Love to the may mamacitas!
post #39 of 313
mamameg that is just.....crazymaking! i too would be a) freaked out by random medical emergencies you aren't expecting and b) really freaked out by not knowing how long she might stay. here's hoping for a smooth surgery and great recovery. whoa.

i'm currently looking for the PERFECT stick. and perfect dolly head. people in my neighborhood are really into the mutated dolls as yard art thang so i could probably walk around and find something appropriate. it might not turn out very waldorfy looking.

actually i'm currently printing out THE giganto REPORT. cue the drum roll. mega PHeW. and i found out i am getting an ammmmmmmmmmaaaaaazzzzzzzzzing bonus. : : : i feel like kicking my heels together. (or bellydancing a la ms. super beautiful tribal mama!!!! awesome pics!) my boss is trying to keep me....and well it is working! my SAHM dreams are not going to happen but i'm not going to work as much as i have been or as regularly. i think i'm going to look for a really flexible nanny or see if the babysitter i love is willing to work for 10 hours a week or so. i don't know. financial reality is you know....not lining up with me thinking i am going to sit on my toosh while dh makes the big bucks.

loving the updates. glad C liked the preschool. isaac thinks he is going to get to ride the big yellow bus when he starts kindergarten but i am pretty sure they do not have schoolbus pickup for our local elementary.

i was wondering if eleanor was having any jealousy issues. it sounds like she is being a verrrrry sweet big sis i would go with the cosleeping with annabel thing just because i think with newborns it is so much easier (if they like it). i am not a longterm cosleeper myself personally. i slept with isaac completely until ~3 months when i started putting him in the crib sometimes and cosleeping sometimes. it was my way of gradually getting him used to sleeping on his own while still being flexible about getting sleep myself if it wasn't happening with ease. and as he got a few months older and i wanted a regular bedtime for him i always put him down for the night in the crib and then (most of the time) brought him in our bed during one of the night wakeups. this sorta both cosleeping and not was perfect for us.... and as isaac slept in my bed while doug was gone last weekend and kicked and squirmed i was really feeling YES that makes me : i have a hard enough time sleeping on my own without someone waking me more. if eleanor had questions i would just say baby is sleeping with you now because she is teeny tiny and as she gets older she'll sleep in her bed just like her big sis. (or something like that).

isaac still wakes up in the night every 2 or 3 days...usually if his covers come off and he gets cold. doug or i will go in and usually he'll want us to lay down. luckily he is now in the full-sized bed so there is room. or he will come padding into our room sometimes at 5am and hop in for a snuggle and go back to sleep. i'm already wondering how the musical beds will go once baby arrives


no big bday party here for turning 3 since my due date is within 4 days of the big event. so we have promised the promised land of chuck E cheese. pure parental torture but he went there once and STILLLLLL talks about it. it can be a totally flexible with going into labor celebration
post #40 of 313
Els---the eek was that I didn't think this was something we would start until 4-ish, but as her issues have come to a head, you just kind of have to roll with it and change plans.

Lisa--C was the snuggliest of cosleepers, but E just wasn't having it and then she needed her reflux pillow so then was in the cosleeper next to the bed.
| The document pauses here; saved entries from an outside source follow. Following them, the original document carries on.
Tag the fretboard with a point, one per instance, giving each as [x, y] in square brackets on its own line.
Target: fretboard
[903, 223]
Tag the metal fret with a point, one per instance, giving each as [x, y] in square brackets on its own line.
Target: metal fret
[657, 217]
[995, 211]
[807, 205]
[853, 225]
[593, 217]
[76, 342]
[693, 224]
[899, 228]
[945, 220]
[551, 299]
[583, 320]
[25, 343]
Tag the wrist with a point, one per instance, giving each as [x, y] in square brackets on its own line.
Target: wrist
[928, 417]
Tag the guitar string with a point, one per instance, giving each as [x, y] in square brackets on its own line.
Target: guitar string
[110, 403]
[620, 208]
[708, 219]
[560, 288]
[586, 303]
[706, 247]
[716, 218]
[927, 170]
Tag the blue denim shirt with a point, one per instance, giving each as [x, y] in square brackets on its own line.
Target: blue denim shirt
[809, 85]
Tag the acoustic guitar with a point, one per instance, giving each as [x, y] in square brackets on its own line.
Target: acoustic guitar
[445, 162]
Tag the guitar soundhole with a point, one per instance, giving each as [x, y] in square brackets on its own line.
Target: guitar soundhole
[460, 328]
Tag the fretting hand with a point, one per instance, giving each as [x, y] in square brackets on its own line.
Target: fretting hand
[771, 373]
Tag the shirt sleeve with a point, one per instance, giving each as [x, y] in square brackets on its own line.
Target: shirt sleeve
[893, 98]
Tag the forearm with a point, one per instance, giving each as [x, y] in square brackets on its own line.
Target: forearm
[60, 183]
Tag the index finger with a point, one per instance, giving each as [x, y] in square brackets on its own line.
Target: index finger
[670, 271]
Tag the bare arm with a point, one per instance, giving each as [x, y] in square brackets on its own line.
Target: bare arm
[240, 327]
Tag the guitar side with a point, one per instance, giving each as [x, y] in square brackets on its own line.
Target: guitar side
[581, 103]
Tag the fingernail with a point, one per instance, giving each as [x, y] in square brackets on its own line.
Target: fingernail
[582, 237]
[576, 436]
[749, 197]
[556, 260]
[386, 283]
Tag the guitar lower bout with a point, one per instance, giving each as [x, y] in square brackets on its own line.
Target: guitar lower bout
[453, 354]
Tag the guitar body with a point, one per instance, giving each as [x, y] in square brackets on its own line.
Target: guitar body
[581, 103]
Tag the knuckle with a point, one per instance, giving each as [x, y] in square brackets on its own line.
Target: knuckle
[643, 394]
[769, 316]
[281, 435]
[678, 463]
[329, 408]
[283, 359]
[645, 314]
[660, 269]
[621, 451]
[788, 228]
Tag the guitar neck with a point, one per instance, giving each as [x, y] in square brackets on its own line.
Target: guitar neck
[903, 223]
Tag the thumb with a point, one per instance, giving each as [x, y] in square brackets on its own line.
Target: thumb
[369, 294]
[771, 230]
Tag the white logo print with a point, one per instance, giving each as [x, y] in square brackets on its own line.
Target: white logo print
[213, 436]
I say just do what works for the babe and you both. Coordinated naps didn't really happen early on, but moreso as E settled into 2 or 3 naps a day.

jstar---woooot! on the bonus. Sounds like the part-time ish work thing would work???

And double and triple eek! I just called back to talk to the director and C will actually be starting on Monday! I figured with the monthly tuition that it didn't make sense to wait until the 19th (she has one of her evals on the 12th) so we shall see. I'm more following her interest and excitement about the school than my own hesistance. I also think it will also help us pinpoint more of the specific issues she needs to work on with. And it's only a commitment til June so if it's not quite the right fit we can reassess then.